I know of several places (LMAX included, per @mikeb01's comment) that run it in production in very latency sensitive environments. The fact that jHiccup (with a control jHiccup log) allows you to reconstruct a hiccup distribution for any time range in the past makes it a very useful triage tool for isolating or ruling out parts of the system as causes of experienced glitches (e.g. was it the system as a whole that glitched, the JVM that glitched, or the actual application code/network that showed delays?).
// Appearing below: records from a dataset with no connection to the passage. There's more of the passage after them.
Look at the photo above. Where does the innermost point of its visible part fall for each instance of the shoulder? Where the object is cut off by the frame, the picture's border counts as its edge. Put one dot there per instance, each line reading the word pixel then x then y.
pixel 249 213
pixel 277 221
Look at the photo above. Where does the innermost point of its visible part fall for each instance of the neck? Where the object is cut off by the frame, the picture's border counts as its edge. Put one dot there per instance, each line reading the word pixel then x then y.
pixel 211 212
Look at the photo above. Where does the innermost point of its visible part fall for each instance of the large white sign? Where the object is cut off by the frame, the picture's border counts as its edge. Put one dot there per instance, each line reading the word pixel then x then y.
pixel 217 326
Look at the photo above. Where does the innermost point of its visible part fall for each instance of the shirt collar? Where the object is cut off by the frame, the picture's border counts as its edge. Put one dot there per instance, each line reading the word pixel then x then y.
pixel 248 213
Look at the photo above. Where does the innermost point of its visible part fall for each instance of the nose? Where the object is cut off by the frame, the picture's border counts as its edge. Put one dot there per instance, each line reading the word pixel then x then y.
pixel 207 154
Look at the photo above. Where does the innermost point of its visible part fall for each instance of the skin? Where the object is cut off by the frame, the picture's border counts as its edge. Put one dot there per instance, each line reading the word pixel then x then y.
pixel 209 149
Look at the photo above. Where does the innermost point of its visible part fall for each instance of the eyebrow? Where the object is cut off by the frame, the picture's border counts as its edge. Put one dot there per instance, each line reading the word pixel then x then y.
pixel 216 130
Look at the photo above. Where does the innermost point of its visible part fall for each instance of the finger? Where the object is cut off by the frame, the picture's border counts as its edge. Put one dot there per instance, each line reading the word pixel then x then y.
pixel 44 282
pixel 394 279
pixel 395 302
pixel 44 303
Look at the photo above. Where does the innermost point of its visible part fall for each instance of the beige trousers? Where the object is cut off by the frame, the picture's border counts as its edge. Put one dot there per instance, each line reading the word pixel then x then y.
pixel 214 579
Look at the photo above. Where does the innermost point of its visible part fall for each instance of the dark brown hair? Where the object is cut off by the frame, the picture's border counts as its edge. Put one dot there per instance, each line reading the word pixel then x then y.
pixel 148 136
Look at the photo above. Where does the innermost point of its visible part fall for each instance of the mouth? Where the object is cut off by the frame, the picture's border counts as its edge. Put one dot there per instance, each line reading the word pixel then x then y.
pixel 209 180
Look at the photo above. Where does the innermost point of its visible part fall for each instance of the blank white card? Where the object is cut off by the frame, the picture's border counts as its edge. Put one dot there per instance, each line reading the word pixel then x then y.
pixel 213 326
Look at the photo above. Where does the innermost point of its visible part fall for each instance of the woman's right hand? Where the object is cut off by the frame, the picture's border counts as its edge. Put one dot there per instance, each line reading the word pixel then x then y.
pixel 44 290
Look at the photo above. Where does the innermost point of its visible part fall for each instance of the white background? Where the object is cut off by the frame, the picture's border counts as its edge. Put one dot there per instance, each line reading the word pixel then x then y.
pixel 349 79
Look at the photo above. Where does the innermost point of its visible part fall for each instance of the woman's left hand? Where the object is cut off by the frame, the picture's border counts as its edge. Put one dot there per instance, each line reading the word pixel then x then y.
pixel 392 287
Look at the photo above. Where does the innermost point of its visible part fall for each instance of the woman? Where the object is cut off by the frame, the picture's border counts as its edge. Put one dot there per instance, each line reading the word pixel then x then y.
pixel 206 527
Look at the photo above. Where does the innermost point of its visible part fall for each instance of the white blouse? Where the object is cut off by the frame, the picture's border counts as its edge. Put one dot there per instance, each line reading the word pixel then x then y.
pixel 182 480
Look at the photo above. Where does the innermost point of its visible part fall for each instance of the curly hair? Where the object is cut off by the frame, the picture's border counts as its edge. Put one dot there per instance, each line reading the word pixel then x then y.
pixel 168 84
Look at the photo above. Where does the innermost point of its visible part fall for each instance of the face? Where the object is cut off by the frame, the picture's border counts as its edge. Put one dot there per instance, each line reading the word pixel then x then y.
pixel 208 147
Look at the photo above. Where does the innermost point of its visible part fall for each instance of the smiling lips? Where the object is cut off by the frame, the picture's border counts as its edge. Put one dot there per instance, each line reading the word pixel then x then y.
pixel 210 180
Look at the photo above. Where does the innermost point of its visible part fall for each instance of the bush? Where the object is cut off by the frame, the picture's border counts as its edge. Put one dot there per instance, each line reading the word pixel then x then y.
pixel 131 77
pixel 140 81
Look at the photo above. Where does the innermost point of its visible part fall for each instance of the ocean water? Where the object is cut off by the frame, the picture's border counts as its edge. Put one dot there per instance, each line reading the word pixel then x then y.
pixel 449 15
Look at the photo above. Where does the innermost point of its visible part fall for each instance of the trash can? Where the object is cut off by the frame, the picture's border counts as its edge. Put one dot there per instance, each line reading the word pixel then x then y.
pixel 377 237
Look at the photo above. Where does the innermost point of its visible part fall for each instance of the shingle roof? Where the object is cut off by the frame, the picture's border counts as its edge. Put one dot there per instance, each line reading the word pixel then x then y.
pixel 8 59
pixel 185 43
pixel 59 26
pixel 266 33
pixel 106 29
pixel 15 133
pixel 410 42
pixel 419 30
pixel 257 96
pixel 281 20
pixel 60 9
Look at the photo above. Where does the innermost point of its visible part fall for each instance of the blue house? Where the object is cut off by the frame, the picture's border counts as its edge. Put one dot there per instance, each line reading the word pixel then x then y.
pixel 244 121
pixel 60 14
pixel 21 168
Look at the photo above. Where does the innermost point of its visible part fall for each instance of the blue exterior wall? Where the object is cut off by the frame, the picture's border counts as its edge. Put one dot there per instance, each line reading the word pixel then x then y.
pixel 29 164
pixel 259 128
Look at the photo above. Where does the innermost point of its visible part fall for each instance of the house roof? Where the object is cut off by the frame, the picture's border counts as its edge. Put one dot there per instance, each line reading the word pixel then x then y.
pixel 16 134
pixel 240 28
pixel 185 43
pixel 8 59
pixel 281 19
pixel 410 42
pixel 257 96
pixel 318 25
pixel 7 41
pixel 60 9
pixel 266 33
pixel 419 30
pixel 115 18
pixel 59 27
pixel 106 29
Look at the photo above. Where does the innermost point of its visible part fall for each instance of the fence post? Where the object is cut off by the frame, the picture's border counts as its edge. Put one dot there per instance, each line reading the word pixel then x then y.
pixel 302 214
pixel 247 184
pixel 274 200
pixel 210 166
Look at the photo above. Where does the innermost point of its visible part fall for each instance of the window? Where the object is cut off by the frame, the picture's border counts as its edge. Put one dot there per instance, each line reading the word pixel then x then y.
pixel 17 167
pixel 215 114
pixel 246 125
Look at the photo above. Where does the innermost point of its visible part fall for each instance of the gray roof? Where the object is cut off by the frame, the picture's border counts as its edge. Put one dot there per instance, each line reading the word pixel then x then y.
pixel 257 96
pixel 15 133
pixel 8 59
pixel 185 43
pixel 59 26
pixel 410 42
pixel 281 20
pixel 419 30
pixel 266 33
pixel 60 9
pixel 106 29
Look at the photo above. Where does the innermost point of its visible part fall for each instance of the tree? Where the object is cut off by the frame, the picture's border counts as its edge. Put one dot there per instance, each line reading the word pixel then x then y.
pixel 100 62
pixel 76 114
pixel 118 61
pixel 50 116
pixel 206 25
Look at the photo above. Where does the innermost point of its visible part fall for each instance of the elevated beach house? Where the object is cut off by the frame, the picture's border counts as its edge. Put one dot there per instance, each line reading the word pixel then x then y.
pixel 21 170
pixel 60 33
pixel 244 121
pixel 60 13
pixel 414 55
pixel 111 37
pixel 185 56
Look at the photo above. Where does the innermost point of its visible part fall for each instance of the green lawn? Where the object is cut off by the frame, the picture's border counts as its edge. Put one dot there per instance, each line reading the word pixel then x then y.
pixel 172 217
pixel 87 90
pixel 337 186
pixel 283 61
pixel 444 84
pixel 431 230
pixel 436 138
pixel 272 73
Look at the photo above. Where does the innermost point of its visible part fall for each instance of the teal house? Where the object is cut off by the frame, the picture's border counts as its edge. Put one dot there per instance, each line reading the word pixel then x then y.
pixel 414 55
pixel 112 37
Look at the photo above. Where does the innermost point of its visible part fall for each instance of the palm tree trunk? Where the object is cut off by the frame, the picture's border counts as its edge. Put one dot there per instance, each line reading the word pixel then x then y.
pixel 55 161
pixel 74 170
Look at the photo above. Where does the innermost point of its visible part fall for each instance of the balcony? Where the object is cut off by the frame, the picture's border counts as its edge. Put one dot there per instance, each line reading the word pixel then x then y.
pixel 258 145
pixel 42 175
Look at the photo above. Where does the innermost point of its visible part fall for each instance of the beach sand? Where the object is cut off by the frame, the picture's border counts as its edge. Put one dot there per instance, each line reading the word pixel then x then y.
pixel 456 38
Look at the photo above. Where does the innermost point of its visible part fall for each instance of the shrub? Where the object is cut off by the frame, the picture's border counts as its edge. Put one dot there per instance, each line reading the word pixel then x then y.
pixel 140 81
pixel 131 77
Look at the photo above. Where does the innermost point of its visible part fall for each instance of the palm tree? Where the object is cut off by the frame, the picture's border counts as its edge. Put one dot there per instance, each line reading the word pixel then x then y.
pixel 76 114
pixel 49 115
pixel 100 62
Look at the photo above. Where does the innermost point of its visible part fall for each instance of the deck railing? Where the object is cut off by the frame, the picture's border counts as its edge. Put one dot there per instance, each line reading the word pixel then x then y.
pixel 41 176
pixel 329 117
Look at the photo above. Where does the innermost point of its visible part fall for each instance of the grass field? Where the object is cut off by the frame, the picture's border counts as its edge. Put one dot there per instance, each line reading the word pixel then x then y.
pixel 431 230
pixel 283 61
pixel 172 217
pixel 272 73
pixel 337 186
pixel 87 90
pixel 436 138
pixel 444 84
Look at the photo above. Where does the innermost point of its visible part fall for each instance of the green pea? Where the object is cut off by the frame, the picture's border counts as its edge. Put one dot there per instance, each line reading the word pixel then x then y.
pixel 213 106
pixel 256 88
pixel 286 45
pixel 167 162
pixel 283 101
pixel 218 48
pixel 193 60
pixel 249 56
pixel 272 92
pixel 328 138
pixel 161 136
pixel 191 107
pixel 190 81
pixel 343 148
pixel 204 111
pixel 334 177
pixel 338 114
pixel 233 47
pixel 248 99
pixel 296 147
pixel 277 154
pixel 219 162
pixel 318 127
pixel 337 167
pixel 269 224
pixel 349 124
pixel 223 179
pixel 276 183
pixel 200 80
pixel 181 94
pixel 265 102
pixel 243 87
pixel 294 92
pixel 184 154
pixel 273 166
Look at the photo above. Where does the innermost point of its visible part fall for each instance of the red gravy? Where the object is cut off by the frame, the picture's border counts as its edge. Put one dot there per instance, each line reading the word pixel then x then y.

However, it's important to note that jHiccup will probably not directly provide you with what you say you are looking for below: It's not a means for measuring latency, it's a means for measuring the disruption of execution in your platform. As such it can tell you what the best possible latency behavior you would have had is (if all processing paths had no latency at all and only glitches observed at the JVM or system level caused latency). You can think of jHiccup as a "best case" latency indicator: It provides a good sanity check for other metrics, as anything reporting better latency distribution (i.e. lower magnitudes at given percentiles) than jHiccup reports likely has a measurement problem. It is also good triage tool (figure out if latency behavior is caused/dominated by hiccups or by you code or network) and overall monitoring tool (see if your system or JVM is glitching, rather than wait for those glitches to hit you hard with actual transactions).
If what you want to do is analyze the latency on market data delivery sources, you can use HdrHistogram to record those latencies in much the way jHiccup uses it to record observed "time to do nothing" latencies. since jHiccup is ~700 lines of code (half of which is a big comment and argument parsing code), it serves as a good, simple example of how to do latency recording using HdrHistogram. You can record and produce similar histogram logs for your market data latencies, and plot them with the same tools and format as jHiccup uses to depict latency distribution by percentile and over time.